Lauréats en 2018 du Prix spécial du Jury pour Le Chant de la forêt, le couple de cinéastes, le Portugais João Salaviza et la Brésilienne Renée Nader Messora, continue de montrer la vie des Krahô, peuple autochtone du Brésil qui lutte pour son avenir et la préservation de ses terres. Le film a soudainement braqué l’attention sur un village du Tocantins, un État du nord du Brésil, et son peuple autochtone, les Krahô et le monde entier prenait conscience de la fragilité de la survie de leur univers qui avait été pérenne durant de nombreux siècles tant que l’homme blanc n’avait pas encore fait irruption dans leur havre de paix.
Avec La Fleur de Buriti, le couple de cinéastes suit à nouveau le peuple indigène Krahô à travers trois époques de leur histoire, au cœur de la forêt brésilienne. Tourné sur leurs terres pendant quinze mois, ce film rend un vibrant hommage à l’extraordinaire capacité de résilience de ce peuple autochtone et au combat qu’il livre pour préserver sa liberté face à la déforestation programmée et facilitée par le gouvernement (celui de Bolsonaro au moment du tournage) et face aux braconniers férus de faune tropicale destinée au marché noir.
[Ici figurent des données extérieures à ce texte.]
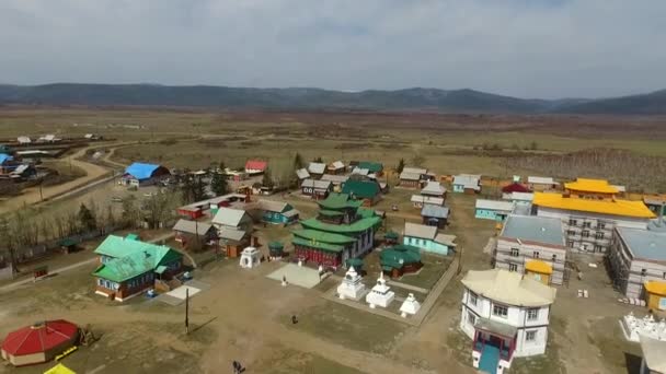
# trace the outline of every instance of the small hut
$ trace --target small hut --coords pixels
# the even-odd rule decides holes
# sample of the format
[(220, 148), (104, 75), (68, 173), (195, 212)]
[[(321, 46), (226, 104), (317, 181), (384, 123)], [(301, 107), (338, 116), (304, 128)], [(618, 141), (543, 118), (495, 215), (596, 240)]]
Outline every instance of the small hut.
[(53, 360), (73, 347), (79, 327), (65, 319), (46, 320), (10, 332), (2, 341), (2, 358), (14, 366)]
[(283, 258), (285, 256), (285, 246), (280, 242), (268, 243), (268, 254), (271, 258)]

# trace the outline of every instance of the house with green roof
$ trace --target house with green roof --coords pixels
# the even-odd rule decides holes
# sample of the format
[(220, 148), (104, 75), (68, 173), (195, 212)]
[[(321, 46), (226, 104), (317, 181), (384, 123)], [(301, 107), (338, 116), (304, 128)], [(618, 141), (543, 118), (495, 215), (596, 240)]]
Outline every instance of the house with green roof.
[(388, 247), (379, 255), (379, 264), (383, 273), (391, 278), (400, 278), (404, 273), (418, 271), (423, 267), (421, 249), (404, 244)]
[(349, 178), (342, 187), (342, 192), (355, 200), (361, 200), (363, 206), (371, 207), (381, 198), (381, 188), (377, 180), (358, 180)]
[(95, 254), (100, 256), (92, 273), (95, 293), (119, 302), (152, 288), (156, 280), (170, 280), (183, 266), (181, 253), (129, 235), (108, 235)]
[(302, 229), (292, 231), (297, 258), (337, 268), (372, 248), (381, 225), (374, 210), (360, 208), (363, 202), (347, 194), (331, 194), (318, 203), (317, 218), (300, 221)]

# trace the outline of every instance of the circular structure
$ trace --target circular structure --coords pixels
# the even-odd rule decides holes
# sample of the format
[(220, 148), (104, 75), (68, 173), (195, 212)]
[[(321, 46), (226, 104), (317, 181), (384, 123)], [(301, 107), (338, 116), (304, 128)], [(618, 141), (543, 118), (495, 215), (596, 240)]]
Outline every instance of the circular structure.
[(79, 327), (65, 319), (46, 320), (10, 332), (2, 341), (2, 358), (14, 366), (50, 361), (71, 348)]

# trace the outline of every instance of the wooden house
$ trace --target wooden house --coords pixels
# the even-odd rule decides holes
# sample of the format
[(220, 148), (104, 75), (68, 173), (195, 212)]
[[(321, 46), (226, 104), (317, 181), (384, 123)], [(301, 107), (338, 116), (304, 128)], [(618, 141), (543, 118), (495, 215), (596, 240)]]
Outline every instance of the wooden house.
[(142, 187), (153, 185), (169, 175), (171, 174), (164, 166), (135, 162), (127, 166), (120, 180), (126, 186)]
[(95, 293), (119, 302), (153, 288), (156, 280), (172, 279), (183, 266), (183, 255), (172, 248), (116, 235), (108, 235), (95, 254)]
[(303, 195), (321, 200), (333, 191), (333, 184), (330, 180), (306, 179), (300, 184), (300, 189)]

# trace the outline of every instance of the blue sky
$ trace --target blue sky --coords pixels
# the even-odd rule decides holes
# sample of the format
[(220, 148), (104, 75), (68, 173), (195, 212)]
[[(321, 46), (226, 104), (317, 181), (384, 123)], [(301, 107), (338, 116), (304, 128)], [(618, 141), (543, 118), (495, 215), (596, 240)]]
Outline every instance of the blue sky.
[(2, 0), (0, 82), (666, 87), (664, 0)]

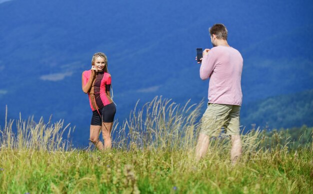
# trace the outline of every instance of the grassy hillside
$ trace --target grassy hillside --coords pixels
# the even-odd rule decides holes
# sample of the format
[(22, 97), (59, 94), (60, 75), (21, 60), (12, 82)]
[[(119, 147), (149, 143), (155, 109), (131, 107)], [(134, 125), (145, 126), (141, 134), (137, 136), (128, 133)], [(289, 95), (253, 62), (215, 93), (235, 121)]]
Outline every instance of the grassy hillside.
[(242, 110), (240, 122), (248, 128), (313, 126), (313, 90), (246, 104)]
[(156, 98), (114, 129), (114, 148), (104, 152), (74, 149), (62, 138), (72, 132), (61, 121), (9, 121), (0, 129), (0, 193), (312, 193), (312, 133), (299, 144), (278, 132), (242, 135), (234, 166), (221, 136), (196, 162), (200, 105)]

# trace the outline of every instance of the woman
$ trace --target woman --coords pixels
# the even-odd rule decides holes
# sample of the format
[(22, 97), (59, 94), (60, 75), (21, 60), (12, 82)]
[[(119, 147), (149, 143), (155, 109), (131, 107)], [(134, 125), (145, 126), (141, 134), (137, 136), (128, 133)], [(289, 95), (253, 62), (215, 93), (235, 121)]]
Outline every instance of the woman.
[[(82, 91), (88, 94), (92, 116), (90, 125), (90, 141), (99, 150), (112, 147), (111, 130), (116, 108), (110, 94), (111, 75), (108, 71), (108, 58), (97, 52), (92, 56), (92, 68), (82, 72)], [(100, 130), (104, 145), (99, 140)]]

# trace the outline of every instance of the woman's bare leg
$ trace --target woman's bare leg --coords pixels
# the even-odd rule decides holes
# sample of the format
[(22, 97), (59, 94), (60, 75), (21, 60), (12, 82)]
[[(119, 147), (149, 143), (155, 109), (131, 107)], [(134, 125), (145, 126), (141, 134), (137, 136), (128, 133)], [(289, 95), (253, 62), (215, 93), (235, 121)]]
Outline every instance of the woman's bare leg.
[(100, 150), (102, 150), (104, 148), (104, 147), (99, 140), (99, 134), (100, 133), (100, 130), (101, 130), (102, 126), (98, 125), (90, 125), (90, 140), (94, 144), (96, 148)]
[(111, 130), (113, 122), (102, 123), (102, 135), (104, 140), (104, 149), (111, 148), (112, 141), (111, 140)]

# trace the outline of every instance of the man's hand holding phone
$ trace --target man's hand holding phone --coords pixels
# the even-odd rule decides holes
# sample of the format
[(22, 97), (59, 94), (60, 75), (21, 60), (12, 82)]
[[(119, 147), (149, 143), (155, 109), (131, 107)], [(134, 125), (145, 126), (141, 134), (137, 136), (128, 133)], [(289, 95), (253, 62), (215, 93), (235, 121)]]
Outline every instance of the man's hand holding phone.
[(202, 53), (202, 56), (204, 57), (204, 56), (208, 55), (208, 51), (210, 51), (210, 49), (208, 48), (206, 48), (204, 50), (203, 53)]
[(206, 48), (202, 52), (202, 48), (196, 48), (196, 60), (197, 61), (198, 63), (201, 63), (203, 57), (208, 55), (208, 53), (210, 50), (210, 49), (208, 48)]
[(94, 70), (96, 72), (98, 71), (98, 70), (96, 69), (96, 68), (95, 66), (92, 66), (92, 70)]

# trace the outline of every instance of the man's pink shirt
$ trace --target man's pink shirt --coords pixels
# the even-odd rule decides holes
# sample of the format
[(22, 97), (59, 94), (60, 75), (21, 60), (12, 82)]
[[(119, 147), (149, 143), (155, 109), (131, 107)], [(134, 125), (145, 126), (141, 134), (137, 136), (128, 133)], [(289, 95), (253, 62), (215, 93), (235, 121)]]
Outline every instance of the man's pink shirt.
[(200, 77), (210, 78), (210, 103), (242, 105), (241, 77), (244, 59), (236, 49), (224, 46), (213, 47), (202, 59)]

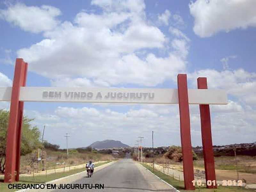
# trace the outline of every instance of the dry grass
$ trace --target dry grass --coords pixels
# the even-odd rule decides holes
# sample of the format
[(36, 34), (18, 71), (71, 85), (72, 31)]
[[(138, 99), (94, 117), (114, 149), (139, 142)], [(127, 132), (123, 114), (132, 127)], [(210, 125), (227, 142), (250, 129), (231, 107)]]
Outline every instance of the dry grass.
[[(237, 157), (239, 178), (243, 179), (247, 183), (256, 183), (256, 157), (239, 156)], [(218, 180), (235, 180), (237, 179), (236, 160), (235, 157), (221, 156), (214, 158), (215, 172)], [(146, 162), (152, 163), (153, 158), (147, 158)], [(168, 164), (172, 168), (183, 171), (182, 162), (175, 162), (163, 157), (155, 159), (155, 162), (158, 164)], [(204, 171), (204, 159), (199, 157), (198, 159), (194, 161), (195, 172), (199, 170), (202, 172)], [(204, 175), (203, 174), (202, 175)]]
[[(74, 165), (84, 164), (92, 159), (94, 162), (98, 161), (111, 161), (114, 159), (113, 156), (110, 155), (103, 154), (94, 152), (87, 152), (81, 153), (77, 152), (69, 154), (69, 158), (67, 158), (66, 152), (61, 151), (47, 151), (46, 166), (47, 169), (58, 168), (63, 166), (62, 163), (68, 165)], [(31, 154), (28, 154), (21, 157), (20, 171), (21, 173), (24, 172), (26, 167), (29, 165), (31, 161)], [(59, 164), (56, 164), (58, 163)], [(38, 169), (43, 168), (43, 164), (39, 162), (38, 164)]]

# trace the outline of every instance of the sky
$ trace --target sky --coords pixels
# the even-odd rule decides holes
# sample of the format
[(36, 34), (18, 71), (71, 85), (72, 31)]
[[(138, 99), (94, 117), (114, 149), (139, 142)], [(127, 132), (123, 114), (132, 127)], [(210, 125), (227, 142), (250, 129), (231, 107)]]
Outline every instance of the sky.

Crowrã – The Buriti Flower de João Salaviza et Renée Nader Messora
Image courtoisie trigon-film

Crowrã – The Buriti Flower, dont le nom fait référence à la fleur du buriti, une sorte de palmier sauvage qui pousse au Brésil, place le public en immersion participante, comme dirait Pierre Bourdieu. A force de vivre au sein de la communauté, le couple a fini par en faire partie et a même reçu des prénoms Krahô.
Sous une forme narrative non linéaire, à l’instar des récits oraux des peuples indigènes, La Fleur de Buriti offre une réflexion sur la résistance, sur la relation symbiotique entre le peuple Krahô et la terre qui constitue leur habitat comme leur garde-manger, et sur la violence subie au cours des derniers siècles au détriment de leurs pratiques et rites et ancestraux. Tourné dans quatre villages différents, le film pointe, pour chacune des trois époques qu’il traverse, un événement marquant de l’histoire de ce peuple : un massacre de nombreux Krahô perpétré par des agriculteurs cherchant à s’accaparer leur terre en 1940, une expérience traumatisante pendant la dictature militaire dans les années 1960, et enfin, de nos jours, le combat politique d’une nouvelle génération de leaders indigènes qui fait écho aux conséquences dramatiques du bolsonarisme.
À travers les regards de Hyjnõ, Patpro et Jotàt, le film convoque un imaginaire poétique, et même souvent onirique, lié à la mémoire collective des communautés. Et au-delà du peuple Krahô et de leur territoire, ce film rappelle l’importance cruciale des peuples autochtones, et les enseignements que les soi-disant civilisations évoluées peuvent tirer de leur lutte.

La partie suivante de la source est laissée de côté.